Anyway, back to the point.
In April, I am going to New York City to make a documentary. I want to address some of these issues. So here’s the, rather vague, idea:
Sounds of the Subway: Underneath the Machine
The plan is to produce a short documentary piece set in the subways of New York speaking to ordinary people about the world above. As we travel under some of the most iconic imagery of our contemporary culture (World Trade Centre, Wall St…) we will speak to people about their thoughts and feelings on the various crisis effecting neoliberalism and how they have changed as a result of it. We aim to be inclusive here; asking questions of the weird and the wonderful, the mad and the sane. Set to the sounds, pulses and imagery of one of the most complex subway systems in the world, this documentary will be an attempt to get inside the contemporary psyche of contemporary culture. Exploring a range of diverse, and quite existential, questions of equality, the crisis, happiness, empire, global insecurity and consumption it will try to observe the contemporary predicament facing our planet through the characters who travel underneath the belly of the machine. It is, as you will have no doubt gathered, quite a big ask at this stage! It will narrow down as the idea develops, maybe. The primary aim is to ask whether the current crisis of neoliberalism has caused a mindshift in people’s attitudes toward contemporary culture and whether we can, and will, go back to business as usual.

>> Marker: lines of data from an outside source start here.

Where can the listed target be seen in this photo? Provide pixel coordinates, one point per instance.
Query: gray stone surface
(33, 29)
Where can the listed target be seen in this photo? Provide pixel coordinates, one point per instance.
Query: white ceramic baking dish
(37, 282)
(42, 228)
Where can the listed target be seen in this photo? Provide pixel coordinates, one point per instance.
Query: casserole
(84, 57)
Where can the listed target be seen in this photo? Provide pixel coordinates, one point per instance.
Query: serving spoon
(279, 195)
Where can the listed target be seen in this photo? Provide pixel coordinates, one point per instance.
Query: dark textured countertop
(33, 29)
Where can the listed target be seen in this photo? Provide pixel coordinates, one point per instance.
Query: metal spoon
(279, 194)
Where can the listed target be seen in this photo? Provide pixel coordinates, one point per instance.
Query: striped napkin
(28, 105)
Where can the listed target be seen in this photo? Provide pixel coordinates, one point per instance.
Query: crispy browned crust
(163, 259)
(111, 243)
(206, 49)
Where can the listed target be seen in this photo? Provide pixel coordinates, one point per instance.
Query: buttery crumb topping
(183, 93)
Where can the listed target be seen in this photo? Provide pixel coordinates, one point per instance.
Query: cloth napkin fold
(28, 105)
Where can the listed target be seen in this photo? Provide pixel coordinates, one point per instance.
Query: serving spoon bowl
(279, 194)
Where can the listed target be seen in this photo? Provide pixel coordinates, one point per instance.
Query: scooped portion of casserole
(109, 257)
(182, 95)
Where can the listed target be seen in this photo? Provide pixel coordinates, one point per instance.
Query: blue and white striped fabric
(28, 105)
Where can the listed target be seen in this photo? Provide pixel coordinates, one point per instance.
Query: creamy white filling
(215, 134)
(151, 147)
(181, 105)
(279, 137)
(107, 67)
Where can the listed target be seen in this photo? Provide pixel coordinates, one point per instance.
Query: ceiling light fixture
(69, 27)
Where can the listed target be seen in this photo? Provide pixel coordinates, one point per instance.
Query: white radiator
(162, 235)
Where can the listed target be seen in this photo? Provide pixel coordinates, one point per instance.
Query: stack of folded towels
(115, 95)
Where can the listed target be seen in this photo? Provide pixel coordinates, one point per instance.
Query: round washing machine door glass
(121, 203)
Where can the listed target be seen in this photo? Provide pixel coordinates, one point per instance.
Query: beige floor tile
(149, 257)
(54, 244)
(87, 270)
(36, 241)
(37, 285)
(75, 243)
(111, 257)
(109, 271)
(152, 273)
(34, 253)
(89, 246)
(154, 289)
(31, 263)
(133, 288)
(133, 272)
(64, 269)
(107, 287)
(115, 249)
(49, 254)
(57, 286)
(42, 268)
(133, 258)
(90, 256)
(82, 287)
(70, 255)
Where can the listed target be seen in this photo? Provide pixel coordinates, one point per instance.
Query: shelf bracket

This project is partly inspired by ethnographer Marc Auge’s analysis of the Paris Metro as well as a number of everyday life theorists.
Please let me know your thoughts and if you have any ideas, or would like to participate please contact me
(2) Watch this feature documentary ‘Wikirebels’ by Sweden’s Public Service Channel SVT for a detailed account of the Wikileaks Phenomena
(4) Geologists have even gone so far as to rename our epoch the Anthropocene illustrating the extent to which we are changing the planet more than any other natural phenomena
(5) World Inequality Continues to grow well in to the 21st Century
(6) See Wesch, M (2008) Anti-Teaching: Confronting the Crisis of Significance for more statistics. I also recommend watching John Pilger’s (2010) documantary ‘The War You Dont See’ to understand the issue of the industrial military complex.